Is there an everywhere discontinuous increasing function?

There is no such function. Suppose that $f:\mathbb{R}\to\mathbb{R}$ is strictly increasing. For each $a\in\mathbb{R}$ let $f^-(a) =$ $\lim\limits_{x\to a^-}f(x)$ and $f^+(a) = \lim\limits_{x\to a^+}f(x)$. Then $f$ is discontinuous at $a$ if and only if $f^-(a) < f^+(a)$. Let $D = \{a\in\mathbb{R}:f\text{ is not continuous at }a\}$, and for each $a\in D$ let $q_a$ be a rational number in the non-empty open interval $I_a = (f^-(a),f^+(a))$.
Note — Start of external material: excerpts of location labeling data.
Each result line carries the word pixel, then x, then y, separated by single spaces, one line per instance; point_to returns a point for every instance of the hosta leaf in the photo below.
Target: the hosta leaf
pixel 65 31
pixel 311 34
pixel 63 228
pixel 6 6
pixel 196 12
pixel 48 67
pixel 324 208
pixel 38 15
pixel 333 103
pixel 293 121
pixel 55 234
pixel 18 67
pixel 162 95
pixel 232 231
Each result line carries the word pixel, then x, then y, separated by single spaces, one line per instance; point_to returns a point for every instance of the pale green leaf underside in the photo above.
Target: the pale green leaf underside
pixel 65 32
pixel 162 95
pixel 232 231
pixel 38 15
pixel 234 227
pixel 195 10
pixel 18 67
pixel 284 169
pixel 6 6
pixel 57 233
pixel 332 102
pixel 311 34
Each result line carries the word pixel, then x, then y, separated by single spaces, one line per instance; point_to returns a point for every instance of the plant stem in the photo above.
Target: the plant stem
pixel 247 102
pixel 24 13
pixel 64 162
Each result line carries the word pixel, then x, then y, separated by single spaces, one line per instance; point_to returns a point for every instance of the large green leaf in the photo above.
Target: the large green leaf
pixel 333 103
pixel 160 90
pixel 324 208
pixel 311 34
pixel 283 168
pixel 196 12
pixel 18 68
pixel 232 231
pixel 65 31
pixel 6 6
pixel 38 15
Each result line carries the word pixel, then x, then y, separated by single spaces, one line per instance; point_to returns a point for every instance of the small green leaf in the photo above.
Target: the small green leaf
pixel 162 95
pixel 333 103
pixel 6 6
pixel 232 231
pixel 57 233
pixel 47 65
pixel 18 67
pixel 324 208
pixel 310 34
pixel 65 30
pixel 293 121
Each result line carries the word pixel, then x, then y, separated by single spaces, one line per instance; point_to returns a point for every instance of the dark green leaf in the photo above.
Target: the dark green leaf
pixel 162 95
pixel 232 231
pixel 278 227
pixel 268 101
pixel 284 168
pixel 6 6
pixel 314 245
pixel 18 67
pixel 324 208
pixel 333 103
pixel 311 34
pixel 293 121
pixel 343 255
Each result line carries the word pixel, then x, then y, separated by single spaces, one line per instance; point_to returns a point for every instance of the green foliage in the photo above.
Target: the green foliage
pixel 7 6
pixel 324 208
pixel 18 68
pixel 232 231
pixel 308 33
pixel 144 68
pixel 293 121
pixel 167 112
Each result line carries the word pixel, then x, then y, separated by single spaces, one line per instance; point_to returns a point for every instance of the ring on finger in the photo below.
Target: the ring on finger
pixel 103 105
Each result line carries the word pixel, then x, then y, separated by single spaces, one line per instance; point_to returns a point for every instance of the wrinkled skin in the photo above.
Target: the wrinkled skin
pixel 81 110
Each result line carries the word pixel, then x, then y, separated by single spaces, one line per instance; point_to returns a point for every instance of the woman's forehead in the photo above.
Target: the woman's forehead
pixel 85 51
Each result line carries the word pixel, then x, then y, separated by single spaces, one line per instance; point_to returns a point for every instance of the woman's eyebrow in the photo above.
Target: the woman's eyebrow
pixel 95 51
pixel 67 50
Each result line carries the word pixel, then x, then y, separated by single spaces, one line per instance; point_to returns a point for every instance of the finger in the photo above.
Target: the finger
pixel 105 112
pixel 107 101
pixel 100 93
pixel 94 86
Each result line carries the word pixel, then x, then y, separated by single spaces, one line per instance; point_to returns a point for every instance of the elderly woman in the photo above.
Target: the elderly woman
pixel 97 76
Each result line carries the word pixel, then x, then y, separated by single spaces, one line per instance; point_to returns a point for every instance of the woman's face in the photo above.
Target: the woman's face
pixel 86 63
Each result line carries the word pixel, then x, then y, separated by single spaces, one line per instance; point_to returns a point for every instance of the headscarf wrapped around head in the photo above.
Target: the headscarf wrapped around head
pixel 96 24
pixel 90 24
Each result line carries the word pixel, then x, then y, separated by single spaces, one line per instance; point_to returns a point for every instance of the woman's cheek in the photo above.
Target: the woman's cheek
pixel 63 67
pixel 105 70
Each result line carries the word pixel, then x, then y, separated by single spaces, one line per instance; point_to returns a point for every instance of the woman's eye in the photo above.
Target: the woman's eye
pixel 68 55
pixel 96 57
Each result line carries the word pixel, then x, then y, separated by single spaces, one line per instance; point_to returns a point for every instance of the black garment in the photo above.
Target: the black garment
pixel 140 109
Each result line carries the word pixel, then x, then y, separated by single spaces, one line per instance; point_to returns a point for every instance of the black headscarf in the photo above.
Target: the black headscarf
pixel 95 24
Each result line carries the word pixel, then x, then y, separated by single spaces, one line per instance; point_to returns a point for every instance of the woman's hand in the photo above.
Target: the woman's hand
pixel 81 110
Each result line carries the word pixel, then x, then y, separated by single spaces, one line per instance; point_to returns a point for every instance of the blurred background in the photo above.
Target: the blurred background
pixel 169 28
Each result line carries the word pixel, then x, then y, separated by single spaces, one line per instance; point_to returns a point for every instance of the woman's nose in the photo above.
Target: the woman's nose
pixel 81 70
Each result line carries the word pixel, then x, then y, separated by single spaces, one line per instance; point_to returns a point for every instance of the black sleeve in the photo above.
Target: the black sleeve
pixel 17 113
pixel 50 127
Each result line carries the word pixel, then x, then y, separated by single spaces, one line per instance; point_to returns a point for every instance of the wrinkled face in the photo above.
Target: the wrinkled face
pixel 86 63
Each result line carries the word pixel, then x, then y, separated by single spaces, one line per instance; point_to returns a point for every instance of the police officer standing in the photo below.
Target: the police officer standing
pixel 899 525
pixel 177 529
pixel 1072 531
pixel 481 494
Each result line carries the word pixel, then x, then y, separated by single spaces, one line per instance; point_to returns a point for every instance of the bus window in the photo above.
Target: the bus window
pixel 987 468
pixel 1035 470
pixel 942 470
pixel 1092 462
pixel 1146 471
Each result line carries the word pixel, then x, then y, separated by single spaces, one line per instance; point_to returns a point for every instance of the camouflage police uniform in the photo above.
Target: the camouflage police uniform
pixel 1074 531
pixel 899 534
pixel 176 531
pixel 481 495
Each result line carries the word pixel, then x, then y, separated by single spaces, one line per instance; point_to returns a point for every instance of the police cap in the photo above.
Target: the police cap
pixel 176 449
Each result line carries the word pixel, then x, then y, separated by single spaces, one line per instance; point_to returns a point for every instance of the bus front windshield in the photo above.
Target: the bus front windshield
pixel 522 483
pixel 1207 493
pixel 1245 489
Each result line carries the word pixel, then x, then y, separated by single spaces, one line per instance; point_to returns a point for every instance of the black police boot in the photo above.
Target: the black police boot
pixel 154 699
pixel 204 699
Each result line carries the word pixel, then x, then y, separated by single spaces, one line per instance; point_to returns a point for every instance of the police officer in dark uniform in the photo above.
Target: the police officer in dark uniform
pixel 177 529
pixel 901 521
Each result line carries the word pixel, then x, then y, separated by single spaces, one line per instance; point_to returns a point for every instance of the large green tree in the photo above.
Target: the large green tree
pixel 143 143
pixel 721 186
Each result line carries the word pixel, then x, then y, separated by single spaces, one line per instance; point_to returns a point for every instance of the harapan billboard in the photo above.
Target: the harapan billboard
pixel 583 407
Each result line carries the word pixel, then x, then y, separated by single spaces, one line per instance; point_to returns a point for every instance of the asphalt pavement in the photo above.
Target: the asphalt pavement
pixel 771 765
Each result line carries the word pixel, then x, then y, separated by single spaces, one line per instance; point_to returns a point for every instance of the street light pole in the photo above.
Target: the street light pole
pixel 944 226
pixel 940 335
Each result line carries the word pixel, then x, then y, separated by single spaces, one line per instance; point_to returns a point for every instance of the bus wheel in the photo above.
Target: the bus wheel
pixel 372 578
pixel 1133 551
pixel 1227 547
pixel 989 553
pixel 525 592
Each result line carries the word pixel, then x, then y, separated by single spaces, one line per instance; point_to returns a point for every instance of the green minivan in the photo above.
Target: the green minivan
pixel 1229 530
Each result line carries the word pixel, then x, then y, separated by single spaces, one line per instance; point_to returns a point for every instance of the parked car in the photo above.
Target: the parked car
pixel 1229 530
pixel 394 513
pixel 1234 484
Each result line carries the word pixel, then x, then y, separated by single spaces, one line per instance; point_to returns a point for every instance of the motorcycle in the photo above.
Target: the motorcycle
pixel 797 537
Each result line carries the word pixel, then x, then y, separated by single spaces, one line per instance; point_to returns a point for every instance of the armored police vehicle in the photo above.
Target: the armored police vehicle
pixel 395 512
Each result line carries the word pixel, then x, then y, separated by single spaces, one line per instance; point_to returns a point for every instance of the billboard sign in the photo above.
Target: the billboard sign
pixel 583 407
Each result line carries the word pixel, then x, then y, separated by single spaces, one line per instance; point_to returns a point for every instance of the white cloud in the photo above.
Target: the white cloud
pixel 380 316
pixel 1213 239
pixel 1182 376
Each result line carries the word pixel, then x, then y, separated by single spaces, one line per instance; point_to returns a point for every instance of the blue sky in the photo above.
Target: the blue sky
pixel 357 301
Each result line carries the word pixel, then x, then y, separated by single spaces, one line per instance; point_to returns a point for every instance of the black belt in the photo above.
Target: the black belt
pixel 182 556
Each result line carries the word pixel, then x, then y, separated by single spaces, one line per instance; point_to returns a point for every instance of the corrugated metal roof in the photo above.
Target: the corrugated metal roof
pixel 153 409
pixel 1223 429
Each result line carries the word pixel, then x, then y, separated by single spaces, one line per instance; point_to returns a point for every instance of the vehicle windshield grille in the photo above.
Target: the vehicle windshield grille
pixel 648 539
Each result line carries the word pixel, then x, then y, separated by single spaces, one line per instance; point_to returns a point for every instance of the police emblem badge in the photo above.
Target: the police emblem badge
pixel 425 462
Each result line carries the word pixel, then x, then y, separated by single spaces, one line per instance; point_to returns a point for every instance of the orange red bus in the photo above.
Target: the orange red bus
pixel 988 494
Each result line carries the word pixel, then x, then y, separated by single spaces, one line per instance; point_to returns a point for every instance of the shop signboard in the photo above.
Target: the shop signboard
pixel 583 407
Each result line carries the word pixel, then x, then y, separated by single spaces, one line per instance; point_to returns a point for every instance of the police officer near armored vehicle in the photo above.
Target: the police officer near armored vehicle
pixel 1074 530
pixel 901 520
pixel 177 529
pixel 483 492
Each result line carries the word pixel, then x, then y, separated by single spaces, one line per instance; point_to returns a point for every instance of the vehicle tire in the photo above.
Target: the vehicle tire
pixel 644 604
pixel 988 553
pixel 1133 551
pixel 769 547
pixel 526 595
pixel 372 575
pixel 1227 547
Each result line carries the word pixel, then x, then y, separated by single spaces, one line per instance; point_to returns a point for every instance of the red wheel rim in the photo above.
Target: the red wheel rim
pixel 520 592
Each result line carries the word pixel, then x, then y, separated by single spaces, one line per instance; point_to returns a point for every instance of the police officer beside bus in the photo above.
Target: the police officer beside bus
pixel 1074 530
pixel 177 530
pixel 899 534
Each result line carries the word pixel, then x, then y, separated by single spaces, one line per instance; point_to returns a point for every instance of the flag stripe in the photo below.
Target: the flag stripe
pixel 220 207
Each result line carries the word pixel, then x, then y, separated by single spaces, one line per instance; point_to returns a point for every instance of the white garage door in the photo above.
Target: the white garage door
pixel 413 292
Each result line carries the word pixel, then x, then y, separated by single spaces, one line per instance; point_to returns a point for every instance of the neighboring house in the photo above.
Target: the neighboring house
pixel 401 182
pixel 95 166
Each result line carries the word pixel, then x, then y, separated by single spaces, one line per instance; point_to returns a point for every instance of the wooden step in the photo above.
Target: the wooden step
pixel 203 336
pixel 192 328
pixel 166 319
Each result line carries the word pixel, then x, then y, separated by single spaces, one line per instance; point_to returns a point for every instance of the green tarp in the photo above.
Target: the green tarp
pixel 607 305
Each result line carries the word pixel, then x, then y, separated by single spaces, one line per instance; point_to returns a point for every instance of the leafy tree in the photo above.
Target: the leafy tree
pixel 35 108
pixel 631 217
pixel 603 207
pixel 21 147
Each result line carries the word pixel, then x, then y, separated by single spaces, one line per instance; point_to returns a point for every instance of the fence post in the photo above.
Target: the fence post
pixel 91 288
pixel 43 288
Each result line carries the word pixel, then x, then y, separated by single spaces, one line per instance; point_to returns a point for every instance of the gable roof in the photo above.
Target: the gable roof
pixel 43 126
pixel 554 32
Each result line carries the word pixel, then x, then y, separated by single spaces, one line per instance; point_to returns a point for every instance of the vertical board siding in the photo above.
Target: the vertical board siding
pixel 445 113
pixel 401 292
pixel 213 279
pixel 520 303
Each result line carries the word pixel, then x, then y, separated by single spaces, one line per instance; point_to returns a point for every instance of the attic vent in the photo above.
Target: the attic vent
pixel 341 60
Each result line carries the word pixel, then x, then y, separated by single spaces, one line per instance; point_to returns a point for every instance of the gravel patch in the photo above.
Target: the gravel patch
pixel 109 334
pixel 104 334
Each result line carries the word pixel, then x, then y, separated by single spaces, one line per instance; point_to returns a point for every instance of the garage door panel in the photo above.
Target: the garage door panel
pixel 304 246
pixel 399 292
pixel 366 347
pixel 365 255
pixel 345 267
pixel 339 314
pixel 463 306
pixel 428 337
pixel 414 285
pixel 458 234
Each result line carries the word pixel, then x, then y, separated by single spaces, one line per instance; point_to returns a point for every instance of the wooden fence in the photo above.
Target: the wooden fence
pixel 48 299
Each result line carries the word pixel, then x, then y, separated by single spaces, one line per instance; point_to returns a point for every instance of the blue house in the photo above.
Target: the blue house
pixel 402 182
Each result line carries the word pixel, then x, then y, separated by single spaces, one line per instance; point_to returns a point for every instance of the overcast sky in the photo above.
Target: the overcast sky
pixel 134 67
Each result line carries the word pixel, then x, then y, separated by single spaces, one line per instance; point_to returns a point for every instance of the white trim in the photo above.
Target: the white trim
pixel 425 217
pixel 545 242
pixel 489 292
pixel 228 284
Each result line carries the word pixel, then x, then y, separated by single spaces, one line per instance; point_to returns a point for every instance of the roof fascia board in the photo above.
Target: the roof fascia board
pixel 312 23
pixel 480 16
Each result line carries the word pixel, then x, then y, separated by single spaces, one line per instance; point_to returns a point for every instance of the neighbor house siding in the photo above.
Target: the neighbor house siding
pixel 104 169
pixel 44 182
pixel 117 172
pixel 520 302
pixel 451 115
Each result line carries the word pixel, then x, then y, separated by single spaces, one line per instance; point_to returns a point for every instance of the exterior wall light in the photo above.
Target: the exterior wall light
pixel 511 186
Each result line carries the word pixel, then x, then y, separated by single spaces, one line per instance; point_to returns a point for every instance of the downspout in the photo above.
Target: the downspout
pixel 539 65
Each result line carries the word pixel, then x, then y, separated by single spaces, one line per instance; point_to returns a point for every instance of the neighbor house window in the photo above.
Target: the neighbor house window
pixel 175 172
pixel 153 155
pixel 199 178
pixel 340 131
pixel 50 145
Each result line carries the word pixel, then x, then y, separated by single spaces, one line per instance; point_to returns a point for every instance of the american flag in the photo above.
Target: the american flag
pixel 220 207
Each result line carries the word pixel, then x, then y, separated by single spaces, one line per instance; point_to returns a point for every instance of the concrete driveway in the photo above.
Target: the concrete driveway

It’s not hard to check that if $a,b \in D$ with $a<b$, then $f^+(a) \le f^-(b)$, so the intervals $I_a$ are pairwise disjoint. This implies that the rational numbers $q_a$ are all distinct. (If you want to be fancy, the function from $D$ to $\mathbb{Q}$ that sends $a$ to $q_a$ is injective.) But there are only countably many rational numbers, so the set $D$ must be countable. In other words, the function $f$ can have at most countably many points of discontinuity. And of course $\mathbb{R}$ is uncountable, so $f$ cannot be discontinuous everywhere.

Another way to see that it is impossible to have uncountably many of these "gaps" is to first consider the restriction of $f$ to a bounded interval $(a,b)$, where it is bounded. If $\varepsilon>0$, the number of points in $(a,b)$ where there is a gap of size greater than $\varepsilon$ is finite, less than $\frac{1}{\varepsilon}(f(b)-f(a))$. Taking countably many $\varepsilon$s going to zero allows you to conclude that there are only countably many discontinuities in $(a,b)$. Taking countably many $(a,b)$s whose union is $\mathbb R$ allows you to finish.